With a blend of both power and touch that has keyed the dominance of greats from Jones to Woods, Norman built a Hall of Fame record. It includes 91 victories worldwide, including 20 on the PGA TOUR, 14 on the European Tour and 31 on the Australasian Tour. His two major championship victories were both virtuoso performances. His consistency at the top allowed him to stay No. 1 in the world a total of 331 weeks, the most of anyone (Nick Faldo is next with 91 weeks) since the ranking was established in 1985 not named Woods.

Beyond the raw numbers, Norman’s best golf was electrifying. He shot more 62s and 63s and 64s on diffcult courses than anyone, even Johnny Miller, many in closing rounds. His record 24-under par performance at the TPC Sawgrass Stadium Course to win the 1994 PLAYERS Championship is the prototype of power golf subduing a harrowingly confined layout.

Norman put together a 63 in the second round of the Open Championship at Turnberry in 1986 on a day when only 15 players broke par, and when only a 3-putt from 28 feet on the last hole kept him from becoming the only player to shoot 62 in a major. At Royal St. George’s in 1993, Norman trailed Faldo by one at the start of the fourth round, but shot a 64, hitting all 14 fairways and 16 greens, to win by two. That round included a missed 18-inch par putt on the 71st hole.

“Anybody who doesn’t believe Greg wasn’t one of the best players the game has ever seen only needs to look at that tournament,” says Butch Harmon, Norman’s coach from 1992 through 1996. “The last round is to this day the best round of golf I’ve ever seen in my life. There was a 25-mph wind that day. Greg never missed a shot, had complete control with every club. That was the perfectionist being perfect.”

The depth of Norman’s reservoir of ability was better appreciated after the 2008 British Open at Royal Birkdale. At age 53, with a game eroded by time, disuse and injury, Norman began as a 500-1 shot at the start of the week. But with inspired play, he negotiated some of the highest winds ever seen at a major championship to take a two-stroke lead into the finnal round. Though he eventually finished third, the performance was a final validation that Norman’s status as a superstar was built more on his game than his charisma.
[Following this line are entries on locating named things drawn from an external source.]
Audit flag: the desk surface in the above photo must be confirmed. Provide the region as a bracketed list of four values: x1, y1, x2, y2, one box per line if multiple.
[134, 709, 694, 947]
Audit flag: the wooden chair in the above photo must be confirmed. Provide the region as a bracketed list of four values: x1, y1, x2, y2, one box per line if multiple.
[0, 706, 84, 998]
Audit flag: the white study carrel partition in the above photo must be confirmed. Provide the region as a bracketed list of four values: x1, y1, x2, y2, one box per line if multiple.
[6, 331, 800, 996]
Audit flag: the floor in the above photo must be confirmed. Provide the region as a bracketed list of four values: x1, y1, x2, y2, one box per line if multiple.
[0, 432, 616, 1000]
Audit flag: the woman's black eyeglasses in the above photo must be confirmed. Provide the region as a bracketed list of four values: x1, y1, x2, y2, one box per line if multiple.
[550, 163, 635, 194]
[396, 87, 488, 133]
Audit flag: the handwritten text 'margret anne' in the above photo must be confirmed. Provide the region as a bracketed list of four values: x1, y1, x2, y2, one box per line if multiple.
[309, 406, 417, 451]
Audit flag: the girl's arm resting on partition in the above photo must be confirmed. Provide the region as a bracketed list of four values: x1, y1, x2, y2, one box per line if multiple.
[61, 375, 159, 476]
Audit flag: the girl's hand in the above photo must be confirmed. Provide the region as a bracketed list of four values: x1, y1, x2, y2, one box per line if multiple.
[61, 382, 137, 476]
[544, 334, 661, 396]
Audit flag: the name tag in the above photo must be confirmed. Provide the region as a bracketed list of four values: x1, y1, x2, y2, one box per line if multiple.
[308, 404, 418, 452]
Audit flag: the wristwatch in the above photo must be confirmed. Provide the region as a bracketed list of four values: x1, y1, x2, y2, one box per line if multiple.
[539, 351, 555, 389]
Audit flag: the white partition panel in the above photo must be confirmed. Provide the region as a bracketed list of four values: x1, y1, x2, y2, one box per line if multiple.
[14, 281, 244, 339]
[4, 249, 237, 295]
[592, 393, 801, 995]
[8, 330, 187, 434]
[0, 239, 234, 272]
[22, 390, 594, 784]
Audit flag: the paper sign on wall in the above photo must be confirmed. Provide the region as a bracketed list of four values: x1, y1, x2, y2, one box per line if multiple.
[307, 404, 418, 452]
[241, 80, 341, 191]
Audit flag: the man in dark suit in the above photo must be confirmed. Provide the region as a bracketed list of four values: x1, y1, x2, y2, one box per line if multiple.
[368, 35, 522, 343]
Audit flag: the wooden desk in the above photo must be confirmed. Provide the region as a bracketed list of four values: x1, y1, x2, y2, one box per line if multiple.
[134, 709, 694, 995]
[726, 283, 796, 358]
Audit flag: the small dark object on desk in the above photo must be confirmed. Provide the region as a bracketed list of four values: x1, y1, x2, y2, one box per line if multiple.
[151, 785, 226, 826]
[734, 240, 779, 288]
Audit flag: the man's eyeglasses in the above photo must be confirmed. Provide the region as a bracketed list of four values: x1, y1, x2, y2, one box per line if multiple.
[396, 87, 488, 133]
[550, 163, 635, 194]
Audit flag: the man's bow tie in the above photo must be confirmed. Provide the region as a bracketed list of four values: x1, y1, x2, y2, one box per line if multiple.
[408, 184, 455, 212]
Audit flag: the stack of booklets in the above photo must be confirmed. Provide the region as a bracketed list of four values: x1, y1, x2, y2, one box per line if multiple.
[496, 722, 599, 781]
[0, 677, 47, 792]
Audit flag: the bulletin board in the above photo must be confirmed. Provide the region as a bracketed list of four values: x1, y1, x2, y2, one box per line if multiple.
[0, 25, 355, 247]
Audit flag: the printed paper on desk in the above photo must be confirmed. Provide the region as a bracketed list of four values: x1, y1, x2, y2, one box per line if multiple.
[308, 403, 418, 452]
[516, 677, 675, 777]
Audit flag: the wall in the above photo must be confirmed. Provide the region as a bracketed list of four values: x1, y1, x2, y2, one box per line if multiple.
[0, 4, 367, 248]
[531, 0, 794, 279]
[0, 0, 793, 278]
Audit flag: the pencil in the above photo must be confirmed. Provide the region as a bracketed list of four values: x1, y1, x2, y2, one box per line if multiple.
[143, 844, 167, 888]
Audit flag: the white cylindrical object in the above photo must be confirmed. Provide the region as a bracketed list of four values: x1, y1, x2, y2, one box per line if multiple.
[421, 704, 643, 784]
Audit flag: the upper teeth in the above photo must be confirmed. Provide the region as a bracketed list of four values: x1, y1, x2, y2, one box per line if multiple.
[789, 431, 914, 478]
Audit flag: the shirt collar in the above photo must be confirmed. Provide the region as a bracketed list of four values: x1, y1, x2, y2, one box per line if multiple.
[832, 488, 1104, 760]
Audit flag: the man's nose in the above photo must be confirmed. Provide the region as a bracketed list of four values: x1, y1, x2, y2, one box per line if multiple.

Not to say Norman wasn’t magnetic. “This sounds crazy, but you could feel when Greg got to the golf course before you saw him,” says Ogilvy, recalling his teenage experiences watching Norman in Australia. “People would be running and you’d hear voices getting louder. You couldn’t help but be drawn into it. It was beyond the golf. This guy who looked like a surfer was more like a movie star. And he’s doing what I love to do, and now I want to be like him. An incredible influence.”

But even if Norman had been a tour clone, his relentless excellence would have set him apart. Using strict comparative performance criteria, Golf World magazine in 2014 ranked Norman behind only Woods as the best player in golf since the PGA TOUR began keeping extensive statistics in 1980, far ahead of next-best Phil Mickelson.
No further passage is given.